A ACADEMIA INTERNACIONAL DA UNIÃO CULTURAL, com imensa honra e inenarrável alegria publica o trabalho do acadêmico correspondente JÚLIO SILVA, residente em Maputo, MOÇAMBIQUE, que participou do 1º Concurso de Crônicas da Academia Internacional da União Cultural, alcançando a MENÇÃO HONROSA, com a crônica "QUERER FICAR MAS TER DE PARTIR", na categoria "ACADÊMICOS CORRESPONDENTES".

Crónica nomeada

QUERER FICAR MAS TER DE PARTIR

Nos anos trinta, o povo cabo-verdiano enfrentava o início de uma grande seca e a fome chega a toda a população. Numa determinada casa na Ilha do Maio existia uma residência feita de pedras e chapas de zinco, onde vivia uma pequena família composta por Nhô Tavares (pai), Nhá Luzia (mãe), Manu, Djoca e Beto, Eram todos criadores de cabras, cujo leite assim como os queijos lhes garantiam o sustento. Com a chegada da grande seca, os animais iam ficando sem pasto e o negócio faliu.A alternativa era de irem para o cais fazer trabalhos pesados, que consistiam no carregamento de carvão. 

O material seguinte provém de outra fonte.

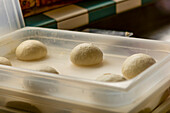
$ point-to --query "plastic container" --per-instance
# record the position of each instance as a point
(75, 90)
(117, 97)
(163, 107)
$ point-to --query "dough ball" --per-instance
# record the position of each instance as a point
(136, 64)
(86, 54)
(5, 61)
(109, 77)
(31, 50)
(47, 69)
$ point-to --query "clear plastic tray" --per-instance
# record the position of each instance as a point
(76, 85)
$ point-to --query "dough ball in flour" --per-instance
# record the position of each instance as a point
(109, 77)
(47, 69)
(136, 64)
(5, 61)
(86, 54)
(31, 50)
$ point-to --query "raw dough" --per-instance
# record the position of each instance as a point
(109, 77)
(5, 61)
(86, 54)
(31, 50)
(136, 64)
(47, 69)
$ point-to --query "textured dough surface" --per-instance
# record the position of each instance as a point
(47, 69)
(109, 77)
(136, 64)
(86, 54)
(31, 50)
(5, 61)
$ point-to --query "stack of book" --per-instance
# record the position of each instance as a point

Certa manhã, chega um grande barco que tinha como missão levar para o continente africano todos que quisessem fazer um contrato de trabalho para Angola, S. Tomé e Moçambique.  

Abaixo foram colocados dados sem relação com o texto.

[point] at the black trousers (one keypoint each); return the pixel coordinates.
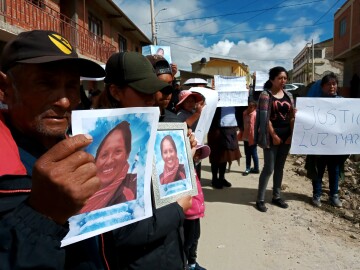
(191, 238)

Nhô Tavares achou por bem que os filhos fossem para as províncias designadas ultramarinas a fim de poderem enviar algum dinheiro para as suas sobrevivências
Decorridos vários anos, Beto e Djoca são colhidos pela notícia da morte do seu pai e da doença da mãe e desesperados embarcam para a ilha natal a fim de se juntarem aos familiares. 
Decorridas as exéquias, decidem embarcar para a ilha de S. Vicente onde o fluxo de navios gerava trabalho. Uma nova vida se tornou mais promissora e o encontro com Deus se concretizou.